Department of Radiology, Penn State College of Medicine, Hershey, Pennsylvania.
J Appl Physiol (1985). 2021 Jan 1;130(1):48-56. doi: 10.1152/japplphysiol.00739.2019. Epub 2020 Nov 19.
One in three Americans suffer from kidney diseases such as chronic kidney disease, and one of the etiologies is suggested to be long-term renal hypoxia. Interestingly, sympathetic nervous system activation evokes a renal vasoconstrictor effect that may limit oxygen delivery to the kidney. In this report, we sought to determine if sympathetic activation evoked by lower body negative pressure (LBNP) would decrease cortical and medullary oxygenation in humans. LBNP was activated in a graded fashion (LBNP; -10, -20, and -30 mmHg), as renal oxygenation was measured (T2*, blood oxygen level dependent, BOLD MRI; = 8). At a separate time, renal blood flow velocity (RBV) to the kidney was measured ( = 13) as LBNP was instituted. LBNP significantly reduced RBV ( = 0.041) at -30 mmHg of LBNP (Δ-8.17 ± 3.75 cm/s). Moreover, both renal medullary and cortical T2* were reduced with the graded LBNP application (main effect for the level of LBNP = 0.0008). During recovery, RBV rapidly returned to baseline, whereas medullary T2* remained depressed into the first minute of recovery. In conclusion, sympathetic activation reduces renal blood flow and leads to a significant decrease in oxygenation in the renal cortex and medulla. In healthy young adults, increased sympathetic activation induced by lower body negative pressure, led to a decrease in renal cortical and medullary oxygenation measured by T2*, a noninvasive magnetic resonance derived index of deoxyhemoglobin levels. In this study, we observed a significant decrease in renal cortical and medullary oxygenation with LBNP as well as an increase in renal vasoconstriction. We speculate that sympathetic renal vasoconstriction led to a significant reduction in tissue oxygenation by limiting oxygen delivery to the renal medulla.
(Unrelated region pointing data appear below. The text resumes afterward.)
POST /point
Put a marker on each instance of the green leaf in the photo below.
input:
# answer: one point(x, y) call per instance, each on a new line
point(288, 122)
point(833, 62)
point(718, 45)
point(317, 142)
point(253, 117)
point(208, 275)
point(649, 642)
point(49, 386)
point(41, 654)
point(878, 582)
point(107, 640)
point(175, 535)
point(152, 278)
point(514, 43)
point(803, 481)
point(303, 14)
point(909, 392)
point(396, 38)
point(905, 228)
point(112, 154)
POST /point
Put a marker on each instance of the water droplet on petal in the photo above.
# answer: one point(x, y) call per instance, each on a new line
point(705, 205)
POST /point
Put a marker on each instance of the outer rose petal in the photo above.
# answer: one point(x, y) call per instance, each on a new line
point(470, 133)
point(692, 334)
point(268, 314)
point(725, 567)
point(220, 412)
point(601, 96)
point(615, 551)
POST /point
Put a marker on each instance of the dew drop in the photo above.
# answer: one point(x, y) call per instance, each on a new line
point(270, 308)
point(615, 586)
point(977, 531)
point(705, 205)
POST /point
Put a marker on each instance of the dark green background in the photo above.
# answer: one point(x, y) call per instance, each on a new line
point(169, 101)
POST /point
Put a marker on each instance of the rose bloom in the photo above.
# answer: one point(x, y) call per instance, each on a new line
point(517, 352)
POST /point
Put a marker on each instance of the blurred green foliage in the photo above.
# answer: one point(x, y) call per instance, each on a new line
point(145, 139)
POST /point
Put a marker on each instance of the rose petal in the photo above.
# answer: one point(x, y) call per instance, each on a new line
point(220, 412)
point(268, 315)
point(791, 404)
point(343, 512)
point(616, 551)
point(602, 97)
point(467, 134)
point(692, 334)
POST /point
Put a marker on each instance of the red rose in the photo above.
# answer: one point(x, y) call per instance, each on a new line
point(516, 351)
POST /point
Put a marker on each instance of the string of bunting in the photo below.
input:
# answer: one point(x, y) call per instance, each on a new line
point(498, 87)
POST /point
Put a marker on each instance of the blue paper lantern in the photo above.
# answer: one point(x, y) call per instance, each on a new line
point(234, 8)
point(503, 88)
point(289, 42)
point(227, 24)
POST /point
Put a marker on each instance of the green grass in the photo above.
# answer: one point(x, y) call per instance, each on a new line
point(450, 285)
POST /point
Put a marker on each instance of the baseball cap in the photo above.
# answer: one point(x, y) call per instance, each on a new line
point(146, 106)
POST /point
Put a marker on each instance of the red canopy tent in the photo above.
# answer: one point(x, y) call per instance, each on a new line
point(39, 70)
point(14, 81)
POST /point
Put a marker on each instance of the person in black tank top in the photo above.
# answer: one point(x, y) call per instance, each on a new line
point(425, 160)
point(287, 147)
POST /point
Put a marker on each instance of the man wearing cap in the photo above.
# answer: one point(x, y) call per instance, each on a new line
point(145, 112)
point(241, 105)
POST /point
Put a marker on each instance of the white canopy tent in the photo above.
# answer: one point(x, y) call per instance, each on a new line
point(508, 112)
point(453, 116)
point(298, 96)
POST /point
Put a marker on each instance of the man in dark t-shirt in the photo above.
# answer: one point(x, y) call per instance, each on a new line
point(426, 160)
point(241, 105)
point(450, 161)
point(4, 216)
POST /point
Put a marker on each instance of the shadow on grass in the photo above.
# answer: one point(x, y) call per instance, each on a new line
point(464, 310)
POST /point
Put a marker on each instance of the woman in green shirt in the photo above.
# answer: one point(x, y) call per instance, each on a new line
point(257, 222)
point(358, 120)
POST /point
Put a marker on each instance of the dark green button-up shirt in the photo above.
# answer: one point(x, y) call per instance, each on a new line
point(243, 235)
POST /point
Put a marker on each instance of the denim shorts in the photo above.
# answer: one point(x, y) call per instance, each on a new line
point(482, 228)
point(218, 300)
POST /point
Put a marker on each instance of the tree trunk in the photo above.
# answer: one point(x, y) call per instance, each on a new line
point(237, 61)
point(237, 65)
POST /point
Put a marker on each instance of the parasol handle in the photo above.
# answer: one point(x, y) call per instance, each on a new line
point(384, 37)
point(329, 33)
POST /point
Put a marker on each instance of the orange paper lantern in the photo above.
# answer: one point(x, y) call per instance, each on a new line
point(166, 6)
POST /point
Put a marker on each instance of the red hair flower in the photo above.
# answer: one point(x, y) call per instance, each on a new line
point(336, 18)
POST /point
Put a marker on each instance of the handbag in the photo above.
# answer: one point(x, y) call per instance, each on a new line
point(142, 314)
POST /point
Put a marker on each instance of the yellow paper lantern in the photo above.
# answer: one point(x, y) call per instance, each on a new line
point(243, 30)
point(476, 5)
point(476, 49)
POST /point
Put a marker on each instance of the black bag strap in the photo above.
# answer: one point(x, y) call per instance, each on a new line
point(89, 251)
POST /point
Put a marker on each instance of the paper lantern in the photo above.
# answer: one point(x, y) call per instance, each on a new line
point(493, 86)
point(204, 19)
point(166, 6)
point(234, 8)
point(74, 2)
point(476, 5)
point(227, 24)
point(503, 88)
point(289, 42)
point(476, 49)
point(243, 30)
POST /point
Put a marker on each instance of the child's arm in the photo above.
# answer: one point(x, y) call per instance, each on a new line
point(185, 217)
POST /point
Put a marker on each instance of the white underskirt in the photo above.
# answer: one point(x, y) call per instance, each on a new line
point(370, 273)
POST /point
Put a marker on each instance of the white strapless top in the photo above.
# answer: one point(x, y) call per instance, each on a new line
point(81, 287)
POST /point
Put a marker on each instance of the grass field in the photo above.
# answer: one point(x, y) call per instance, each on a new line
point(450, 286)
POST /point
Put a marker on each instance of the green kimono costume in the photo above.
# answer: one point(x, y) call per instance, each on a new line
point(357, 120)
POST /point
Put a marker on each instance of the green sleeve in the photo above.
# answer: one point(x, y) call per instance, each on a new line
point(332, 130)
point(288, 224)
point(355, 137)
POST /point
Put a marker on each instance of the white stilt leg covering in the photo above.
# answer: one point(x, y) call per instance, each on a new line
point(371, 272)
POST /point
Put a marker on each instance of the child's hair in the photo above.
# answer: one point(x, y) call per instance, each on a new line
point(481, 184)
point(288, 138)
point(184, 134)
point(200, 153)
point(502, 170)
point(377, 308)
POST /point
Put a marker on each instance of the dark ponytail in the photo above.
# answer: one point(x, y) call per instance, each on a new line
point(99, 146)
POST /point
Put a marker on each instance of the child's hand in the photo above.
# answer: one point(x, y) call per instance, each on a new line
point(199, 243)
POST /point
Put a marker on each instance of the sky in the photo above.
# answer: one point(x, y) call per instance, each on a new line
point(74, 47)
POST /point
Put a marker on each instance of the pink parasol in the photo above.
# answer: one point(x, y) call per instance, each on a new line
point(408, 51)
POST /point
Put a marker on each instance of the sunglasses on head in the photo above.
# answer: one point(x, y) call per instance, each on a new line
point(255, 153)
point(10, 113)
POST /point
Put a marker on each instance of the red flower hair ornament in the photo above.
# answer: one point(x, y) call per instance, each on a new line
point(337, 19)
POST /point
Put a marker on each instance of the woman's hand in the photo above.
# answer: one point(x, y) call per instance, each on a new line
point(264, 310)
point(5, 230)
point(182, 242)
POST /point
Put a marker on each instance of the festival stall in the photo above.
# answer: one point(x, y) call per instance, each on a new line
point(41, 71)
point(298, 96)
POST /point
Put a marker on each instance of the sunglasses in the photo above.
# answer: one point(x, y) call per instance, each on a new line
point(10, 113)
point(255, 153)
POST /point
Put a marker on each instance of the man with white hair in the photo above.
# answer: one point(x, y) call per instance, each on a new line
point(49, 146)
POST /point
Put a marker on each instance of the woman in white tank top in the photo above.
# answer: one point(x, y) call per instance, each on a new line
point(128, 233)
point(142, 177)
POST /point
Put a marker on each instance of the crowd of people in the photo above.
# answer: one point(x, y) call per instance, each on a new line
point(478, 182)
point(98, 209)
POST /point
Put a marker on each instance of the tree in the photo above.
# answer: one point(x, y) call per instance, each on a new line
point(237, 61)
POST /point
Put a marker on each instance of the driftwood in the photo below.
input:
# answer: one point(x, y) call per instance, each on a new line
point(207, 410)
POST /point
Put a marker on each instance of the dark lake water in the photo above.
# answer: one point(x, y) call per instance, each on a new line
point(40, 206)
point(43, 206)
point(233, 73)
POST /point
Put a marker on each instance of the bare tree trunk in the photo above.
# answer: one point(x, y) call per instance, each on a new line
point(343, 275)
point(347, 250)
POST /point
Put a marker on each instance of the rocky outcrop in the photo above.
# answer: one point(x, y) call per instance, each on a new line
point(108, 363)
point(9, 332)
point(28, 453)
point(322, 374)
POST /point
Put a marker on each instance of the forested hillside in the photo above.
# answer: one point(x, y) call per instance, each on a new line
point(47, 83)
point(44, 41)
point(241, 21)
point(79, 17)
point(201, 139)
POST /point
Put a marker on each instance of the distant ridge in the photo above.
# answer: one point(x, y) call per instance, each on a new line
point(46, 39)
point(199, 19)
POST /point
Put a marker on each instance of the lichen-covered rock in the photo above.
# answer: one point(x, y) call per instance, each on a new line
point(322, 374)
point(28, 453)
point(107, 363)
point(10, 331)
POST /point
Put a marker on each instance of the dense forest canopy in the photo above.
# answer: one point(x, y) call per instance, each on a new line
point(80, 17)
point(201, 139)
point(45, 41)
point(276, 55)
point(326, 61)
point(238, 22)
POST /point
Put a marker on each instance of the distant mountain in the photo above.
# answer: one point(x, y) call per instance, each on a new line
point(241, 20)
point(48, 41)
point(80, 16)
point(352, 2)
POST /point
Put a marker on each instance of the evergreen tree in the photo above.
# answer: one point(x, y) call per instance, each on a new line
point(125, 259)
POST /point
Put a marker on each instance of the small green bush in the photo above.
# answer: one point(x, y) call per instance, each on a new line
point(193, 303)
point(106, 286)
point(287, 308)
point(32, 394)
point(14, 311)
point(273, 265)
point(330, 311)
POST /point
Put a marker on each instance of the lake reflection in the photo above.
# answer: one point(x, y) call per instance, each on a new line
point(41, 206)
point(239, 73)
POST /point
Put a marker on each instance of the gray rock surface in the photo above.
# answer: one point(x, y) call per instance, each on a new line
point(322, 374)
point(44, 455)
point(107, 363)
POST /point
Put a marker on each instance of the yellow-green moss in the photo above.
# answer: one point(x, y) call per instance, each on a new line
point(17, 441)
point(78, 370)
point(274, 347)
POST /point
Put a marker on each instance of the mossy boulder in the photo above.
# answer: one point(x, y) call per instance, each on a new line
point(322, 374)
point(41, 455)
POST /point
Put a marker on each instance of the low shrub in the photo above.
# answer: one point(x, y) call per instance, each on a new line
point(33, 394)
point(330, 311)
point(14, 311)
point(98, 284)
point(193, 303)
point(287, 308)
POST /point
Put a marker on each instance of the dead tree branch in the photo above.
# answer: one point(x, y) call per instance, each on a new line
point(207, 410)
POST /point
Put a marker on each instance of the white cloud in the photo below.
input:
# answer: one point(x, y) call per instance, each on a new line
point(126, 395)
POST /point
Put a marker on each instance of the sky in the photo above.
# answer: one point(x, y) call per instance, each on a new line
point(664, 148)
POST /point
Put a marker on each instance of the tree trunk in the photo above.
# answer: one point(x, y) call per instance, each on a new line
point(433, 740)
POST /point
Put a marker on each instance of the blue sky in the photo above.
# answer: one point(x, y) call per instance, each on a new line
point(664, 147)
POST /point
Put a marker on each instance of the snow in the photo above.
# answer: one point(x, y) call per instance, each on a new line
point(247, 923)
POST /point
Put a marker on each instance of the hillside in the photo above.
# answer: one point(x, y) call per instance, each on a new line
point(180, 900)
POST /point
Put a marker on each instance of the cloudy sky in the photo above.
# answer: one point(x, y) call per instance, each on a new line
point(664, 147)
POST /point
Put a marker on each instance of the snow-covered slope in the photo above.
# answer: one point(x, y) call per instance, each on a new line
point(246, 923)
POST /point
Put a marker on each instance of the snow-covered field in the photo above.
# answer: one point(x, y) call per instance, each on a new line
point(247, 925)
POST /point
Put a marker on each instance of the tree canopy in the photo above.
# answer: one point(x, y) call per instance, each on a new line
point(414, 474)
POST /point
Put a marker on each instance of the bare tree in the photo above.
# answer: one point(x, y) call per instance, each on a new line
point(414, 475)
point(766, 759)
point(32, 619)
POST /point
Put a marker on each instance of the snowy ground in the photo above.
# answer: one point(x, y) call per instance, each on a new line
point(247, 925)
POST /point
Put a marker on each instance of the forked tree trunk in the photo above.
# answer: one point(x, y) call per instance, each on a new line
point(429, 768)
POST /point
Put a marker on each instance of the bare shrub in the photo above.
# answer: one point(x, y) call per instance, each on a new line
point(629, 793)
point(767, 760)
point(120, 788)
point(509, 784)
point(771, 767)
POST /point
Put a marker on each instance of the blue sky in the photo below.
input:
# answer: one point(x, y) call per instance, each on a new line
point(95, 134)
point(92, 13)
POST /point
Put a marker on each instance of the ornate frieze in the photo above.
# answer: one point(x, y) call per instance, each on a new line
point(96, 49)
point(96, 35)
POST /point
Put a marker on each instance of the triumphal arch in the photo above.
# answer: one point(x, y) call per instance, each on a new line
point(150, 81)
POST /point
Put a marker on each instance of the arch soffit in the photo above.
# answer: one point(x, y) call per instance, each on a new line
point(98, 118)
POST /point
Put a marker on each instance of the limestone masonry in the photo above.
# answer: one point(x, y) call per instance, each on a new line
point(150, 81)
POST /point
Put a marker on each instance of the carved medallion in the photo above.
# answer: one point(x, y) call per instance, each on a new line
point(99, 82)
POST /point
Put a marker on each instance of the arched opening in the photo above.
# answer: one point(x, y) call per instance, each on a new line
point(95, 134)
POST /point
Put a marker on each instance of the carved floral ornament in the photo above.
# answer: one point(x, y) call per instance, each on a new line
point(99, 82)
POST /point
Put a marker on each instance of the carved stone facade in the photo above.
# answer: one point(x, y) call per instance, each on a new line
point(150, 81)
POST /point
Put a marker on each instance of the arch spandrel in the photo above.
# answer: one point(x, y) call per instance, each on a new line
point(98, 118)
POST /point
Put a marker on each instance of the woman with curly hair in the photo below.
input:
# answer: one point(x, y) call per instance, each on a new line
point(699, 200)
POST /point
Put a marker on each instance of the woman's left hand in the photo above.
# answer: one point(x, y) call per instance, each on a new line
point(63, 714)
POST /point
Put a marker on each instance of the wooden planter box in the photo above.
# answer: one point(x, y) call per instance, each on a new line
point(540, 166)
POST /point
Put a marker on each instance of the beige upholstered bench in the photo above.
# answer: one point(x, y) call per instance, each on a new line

三分之一的美国人患有肾脏疾病,如慢性肾脏病,其病因之一被认为是长期的肾脏缺氧。有趣的是,交感神经系统的激活会引起肾脏血管收缩效应,可能会限制肾脏的氧气供应。在本报告中,我们试图确定下半身负压(LBNP)引起的交感神经激活是否会降低人类皮质和髓质的氧合。LBNP 以分级方式激活(LBNP;-10、-20 和-30mmHg),同时测量肾脏氧合(T2*,血氧水平依赖,BOLD MRI; = 8)。在另一个时间点,在启动 LBNP 时测量肾脏血流速度(RBV)到肾脏( = 13)。LBNP 在-30mmHg 的 LBNP 时显著降低 RBV( = 0.041)(Δ-8.17±3.75cm/s)。此外,随着分级 LBNP 的应用,肾髓质和皮质 T2均降低(LBNP 水平的主要效应 = 0.0008)。在恢复期间,RBV 迅速恢复到基线,而髓质 T2在恢复的第一分钟仍处于抑制状态。总之,交感神经激活会减少肾血流量,并导致肾脏皮质和髓质的氧合显著降低。在健康的年轻成年人中,由下半身负压引起的交感神经激活增加导致 T2测量的肾脏皮质和髓质氧合减少,T2是一种非侵入性磁共振衍生的去氧血红蛋白水平指数。在这项研究中,我们观察到 LBNP 时肾脏皮质和髓质的氧合显著降低,以及肾血管收缩增加。我们推测,通过限制向肾髓质输送氧气,交感神经肾血管收缩导致组织氧合显著减少。